The Daughters: Saints, Sinners, and Survivors

Julia Garner (before her Ozark fame) and Ambyr Childers are the emotional core of this macabre meal. Garner, in particular, is magnetic — all wide eyes and trembling defiance. You can see the war inside her: devotion versus disgust, love versus appetite.

Their scenes together are heartbreaking — two girls trying to obey their father, even as their instincts scream to run. There’s a quiet tragedy in watching them perform their mother’s cannibalistic duties, blades shaking in their hands, praying for forgiveness that will never come.

By the time they finally turn on their father in the finale — quite literally devouring the patriarchal system that’s consumed them — it’s both shocking and oddly cathartic. Who knew cannibalism could be feminist commentary?

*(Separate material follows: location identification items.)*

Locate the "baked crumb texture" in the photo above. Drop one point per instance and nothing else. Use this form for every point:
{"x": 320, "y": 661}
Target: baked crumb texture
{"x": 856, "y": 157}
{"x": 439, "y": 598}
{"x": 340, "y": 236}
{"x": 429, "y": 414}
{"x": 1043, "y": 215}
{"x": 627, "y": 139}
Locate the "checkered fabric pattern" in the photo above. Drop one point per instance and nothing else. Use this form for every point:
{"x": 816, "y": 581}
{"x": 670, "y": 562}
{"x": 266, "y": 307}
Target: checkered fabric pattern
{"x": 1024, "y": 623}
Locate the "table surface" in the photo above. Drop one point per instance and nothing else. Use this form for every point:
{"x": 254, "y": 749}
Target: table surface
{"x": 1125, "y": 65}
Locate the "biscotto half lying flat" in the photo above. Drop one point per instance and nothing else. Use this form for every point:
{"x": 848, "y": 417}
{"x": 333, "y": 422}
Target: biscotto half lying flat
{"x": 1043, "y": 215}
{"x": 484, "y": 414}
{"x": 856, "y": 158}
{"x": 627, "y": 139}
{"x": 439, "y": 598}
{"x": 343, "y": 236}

Cannibalism, But Make It Classy

Unlike The Texas Chainsaw Massacre or Wrong Turn, We Are What We Are doesn’t rely on jump scares or gore to unsettle you. Instead, it marinates you in dread — like a fine steak, left to soak in existential despair.

The cannibalism here isn’t for shock value; it’s ritualized, sacred, and depressingly normalized. It’s the family’s religion, their history, their curse. The film treats it the way another story might treat alcoholism or abuse — a generational sin, passed down with prayer and guilt.

And Mickle, ever the genre alchemist, transforms this grotesque practice into a metaphor for blind faith. The Parkers don’t eat people because they’re monsters. They eat people because they’re believers.

It’s horrifying precisely because it makes sense — at least to them. And if that isn’t a perfect snapshot of humanity, I don’t know what is.


A Feast for the Morbidly Thoughtful

We Are What We Are is one of those rare horror remakes that justifies its existence. It doesn’t copy the original; it translates it. The Mexican version dealt with urban poverty and societal decay. Mickle’s film transforms it into an American Gothic about repression, religion, and the myth of family purity.

It’s not about what’s on the plate — it’s about who you’re willing to feed to tradition.

Even the supporting cast adds flavor: Kelly McGillis as the kindly vegetarian neighbor (bless her doomed heart), Wyatt Russell as the decent guy trying to save a girl who’s already too far gone, and Michael Parks as the doctor whose pursuit of truth is equal parts noble and suicidal.

The film builds to a climax that’s both grisly and poetic — a bloody communion where the daughters finally break free by literally eating their father alive. It’s the kind of ending that makes you laugh, cheer, and wonder what the hell you just watched.


Final Thoughts: Family Values Never Tasted So Good

We Are What We Are is a rare treat in modern horror — elegant, disturbing, and darkly funny in all the wrong ways. It’s the cinematic equivalent of eating a beautifully plated dish only to realize halfway through that it’s human flesh.

Jim Mickle serves up a story that’s equal parts art-house and grindhouse — a slow-cooked study in faith, family, and the fine line between devotion and damnation.

The title isn’t just a statement; it’s a warning. Because in this world, we really are what we are — believers, killers, sinners, survivors. And sometimes, dinner.

Verdict: 4.5 out of 5 stars.
A haunting, slow-burn masterpiece that proves horror can still have soul — even if that soul comes medium-rare.